Soka-Bau Achieves Mobile and Guest Device Access with ForeScout
“Thanks to ForeScout CounterACT, we have been able to clean up our entire network and implement secure access for employee notebooks and guest devices. Everything has been very smooth right from day one.”
- Headquartered in Wiesbaden, Germany, SOKA-BAU provides benefits, compensation and pension insurance services to over 70,000 domestic and foreign construction companies, managing total assets worth 5.5 billion Euros.
- SOKA-BAU’s IT network includes around 4000 endpoints across the headquarters, 7 branch offices and a large number of SOHO offices.
- SOKA-BAU had decided to allow notebooks, both corporate owned and those of authorised guests and contractors, to connect to, and run on, parts of the company network. To allow for greater accessibility, a network access control (NAC) solution was needed to minimise security risks and keep advanced threats at bay.
- Specifically, the company was looking for a reliable approach that would allow it to classify all devices attempting to connect to the company network against pre-defined security policies, but needed to integrate as seamlessly as possible with the existing Cisco network infrastructure.
- Beyond access control, they wanted to fortify defences against hackers and growing amounts of malware.
- SOKA-BAU evaluated a number of NAC products before unanimously agreeing that ForeScout CounterACT provided the best solution.
- Much of the required functionality was already included out of the box with CounterACT, such as an intuitive policy editor with pre-defined actions; automatic identification of devices; automatic detection of P2P software and missing Microsoft security patches; as well as comprehensive alerting, enforcement and reporting options.
- Both the implementation and operation of CounterACT were non-intrusive, as the solution was an appliance that could be connected easily into the existing Cisco network.
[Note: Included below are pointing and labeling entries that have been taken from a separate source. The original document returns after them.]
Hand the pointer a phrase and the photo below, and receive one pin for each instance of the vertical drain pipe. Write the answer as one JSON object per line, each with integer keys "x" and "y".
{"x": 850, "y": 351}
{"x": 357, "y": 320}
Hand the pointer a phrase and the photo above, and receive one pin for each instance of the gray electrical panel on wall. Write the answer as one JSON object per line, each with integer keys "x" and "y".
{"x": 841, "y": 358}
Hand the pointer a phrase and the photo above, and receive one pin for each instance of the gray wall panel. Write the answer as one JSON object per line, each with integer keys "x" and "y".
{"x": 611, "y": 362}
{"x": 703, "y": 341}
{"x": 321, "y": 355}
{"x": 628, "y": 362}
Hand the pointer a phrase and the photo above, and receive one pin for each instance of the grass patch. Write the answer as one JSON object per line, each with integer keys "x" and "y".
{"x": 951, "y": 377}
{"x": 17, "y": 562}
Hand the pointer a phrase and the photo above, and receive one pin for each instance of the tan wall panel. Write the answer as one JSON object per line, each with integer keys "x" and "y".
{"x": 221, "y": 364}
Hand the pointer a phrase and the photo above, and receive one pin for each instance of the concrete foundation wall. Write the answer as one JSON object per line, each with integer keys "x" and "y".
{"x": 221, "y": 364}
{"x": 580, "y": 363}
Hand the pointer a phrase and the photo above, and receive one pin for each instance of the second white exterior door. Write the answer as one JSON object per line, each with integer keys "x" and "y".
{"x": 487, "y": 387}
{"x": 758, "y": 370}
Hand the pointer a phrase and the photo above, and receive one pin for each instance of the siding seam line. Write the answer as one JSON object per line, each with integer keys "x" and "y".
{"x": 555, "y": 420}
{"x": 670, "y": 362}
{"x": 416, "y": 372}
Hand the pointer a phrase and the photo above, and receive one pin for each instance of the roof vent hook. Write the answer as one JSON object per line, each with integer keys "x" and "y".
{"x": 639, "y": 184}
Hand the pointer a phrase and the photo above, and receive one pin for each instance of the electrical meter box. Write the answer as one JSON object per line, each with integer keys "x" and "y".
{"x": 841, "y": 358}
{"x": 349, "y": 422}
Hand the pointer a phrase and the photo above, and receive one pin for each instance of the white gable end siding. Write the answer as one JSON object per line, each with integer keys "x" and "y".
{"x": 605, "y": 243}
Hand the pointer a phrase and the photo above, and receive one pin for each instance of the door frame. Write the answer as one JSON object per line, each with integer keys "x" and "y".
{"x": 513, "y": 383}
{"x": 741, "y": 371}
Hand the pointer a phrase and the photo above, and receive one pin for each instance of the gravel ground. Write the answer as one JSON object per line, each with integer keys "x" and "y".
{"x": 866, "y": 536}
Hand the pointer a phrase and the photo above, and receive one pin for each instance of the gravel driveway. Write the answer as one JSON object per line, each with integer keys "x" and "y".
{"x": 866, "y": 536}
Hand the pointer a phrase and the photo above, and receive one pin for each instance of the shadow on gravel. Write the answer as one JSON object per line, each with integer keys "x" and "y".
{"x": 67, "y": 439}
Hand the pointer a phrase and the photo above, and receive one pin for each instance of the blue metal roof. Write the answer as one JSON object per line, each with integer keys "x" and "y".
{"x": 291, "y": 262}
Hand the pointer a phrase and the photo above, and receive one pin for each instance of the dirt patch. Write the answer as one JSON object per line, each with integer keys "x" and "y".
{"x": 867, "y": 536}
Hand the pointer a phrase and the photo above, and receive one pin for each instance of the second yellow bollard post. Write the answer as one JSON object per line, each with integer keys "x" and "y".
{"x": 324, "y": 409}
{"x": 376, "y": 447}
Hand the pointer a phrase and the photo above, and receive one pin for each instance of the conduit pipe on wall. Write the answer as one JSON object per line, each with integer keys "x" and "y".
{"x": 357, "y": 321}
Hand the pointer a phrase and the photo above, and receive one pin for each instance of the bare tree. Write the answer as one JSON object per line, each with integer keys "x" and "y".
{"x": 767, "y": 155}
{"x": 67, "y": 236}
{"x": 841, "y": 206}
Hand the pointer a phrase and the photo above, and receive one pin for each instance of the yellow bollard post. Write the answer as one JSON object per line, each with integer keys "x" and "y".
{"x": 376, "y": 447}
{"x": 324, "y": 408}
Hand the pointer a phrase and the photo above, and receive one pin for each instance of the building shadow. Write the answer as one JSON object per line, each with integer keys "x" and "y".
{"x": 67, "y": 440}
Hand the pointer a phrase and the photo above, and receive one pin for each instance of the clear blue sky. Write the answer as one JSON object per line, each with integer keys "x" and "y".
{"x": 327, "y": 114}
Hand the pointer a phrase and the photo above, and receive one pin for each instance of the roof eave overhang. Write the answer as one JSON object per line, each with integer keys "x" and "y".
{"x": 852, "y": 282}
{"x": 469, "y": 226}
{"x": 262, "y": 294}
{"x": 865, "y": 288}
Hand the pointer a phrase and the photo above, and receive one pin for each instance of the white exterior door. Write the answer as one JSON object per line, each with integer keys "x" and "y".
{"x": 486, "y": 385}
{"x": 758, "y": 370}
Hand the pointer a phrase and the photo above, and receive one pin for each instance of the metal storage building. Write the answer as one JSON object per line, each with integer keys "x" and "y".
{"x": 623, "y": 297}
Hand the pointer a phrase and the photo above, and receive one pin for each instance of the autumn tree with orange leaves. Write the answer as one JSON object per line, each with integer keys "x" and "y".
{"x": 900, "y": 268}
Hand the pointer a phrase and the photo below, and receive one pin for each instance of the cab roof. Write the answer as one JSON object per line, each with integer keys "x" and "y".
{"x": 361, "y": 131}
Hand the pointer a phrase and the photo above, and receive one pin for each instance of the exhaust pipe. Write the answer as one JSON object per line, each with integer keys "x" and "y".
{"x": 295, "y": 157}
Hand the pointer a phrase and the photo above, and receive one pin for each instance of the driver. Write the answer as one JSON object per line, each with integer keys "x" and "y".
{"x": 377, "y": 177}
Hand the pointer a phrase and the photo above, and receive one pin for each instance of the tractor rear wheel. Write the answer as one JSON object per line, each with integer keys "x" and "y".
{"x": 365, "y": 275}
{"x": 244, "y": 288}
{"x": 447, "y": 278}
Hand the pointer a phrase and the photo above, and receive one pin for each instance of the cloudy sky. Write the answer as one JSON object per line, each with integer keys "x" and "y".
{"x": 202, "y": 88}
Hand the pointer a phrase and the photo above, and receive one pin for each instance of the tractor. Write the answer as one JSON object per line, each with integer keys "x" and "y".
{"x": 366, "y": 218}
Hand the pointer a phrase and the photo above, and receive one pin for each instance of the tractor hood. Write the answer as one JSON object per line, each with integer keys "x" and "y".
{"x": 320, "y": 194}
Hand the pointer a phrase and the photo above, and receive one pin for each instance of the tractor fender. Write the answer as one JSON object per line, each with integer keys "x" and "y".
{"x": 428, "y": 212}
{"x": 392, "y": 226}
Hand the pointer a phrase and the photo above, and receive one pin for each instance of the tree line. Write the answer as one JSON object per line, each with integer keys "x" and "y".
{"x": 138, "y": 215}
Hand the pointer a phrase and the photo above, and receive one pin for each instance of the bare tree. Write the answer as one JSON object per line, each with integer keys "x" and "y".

- “Unlike other NAC solutions, CounterACT didn’t require installation and management of 802.1x software, didn’t need to operate in-line, and didn’t require so many components for the NAC to actually work,” explained Steffen Appel, Group Leader WAN / Security at SOKA-BAU. “It provided great, integrated functionality without the high initial cost, deployment risks and overall effort that would have come with the other NAC solutions we evaluated.”
- Network transparency
One of the first – and partly unexpected – benefits of installing CounterACT was that, for the first time, the IT team had a completely transparent live view of all devices on the company network.
- Guest management
SOKA-BAU is currently extending access control to the company network via CounterACT. Guest devices are, by default, automatically separated from the company network and moved onto a guest VLAN; phase two of this project will see the implementation of a guest registration process leveraging more of CounterACT’s guest management features. Furthermore, the conference room area in SOKA-BAU’s offices is not only used by employees, but also by guests and tenants. A separate network environment was set up behind a firewall to allow wireless access to the internet for guest notebooks, and is also secured by CounterACT.
- Endpoint security assurance
Using ForeScout CounterACT ensures that all endpoints are compliant with SOKA-BAU’s security policies; anti-virus protection is up to date; firewalls are active, and patches have been installed correctly. If a non-compliant device is found, an automated trouble ticket is generated and distributed via email to the relevant administrator. Using this method, problems can be addressed proactively before triggering a helpdesk call. CounterACT also blocks malware and malicious activity on the network. Whenever a device acts suspiciously, it is automatically isolated from the network and an alert is sent to the IT team.
- Time and cost savings
The effort involved in previously manual and labour intense processes was significantly reduced thanks to CounterACT-supported automation. This includes regular network reviews, compliance checks and resolving a diverse range of device issues.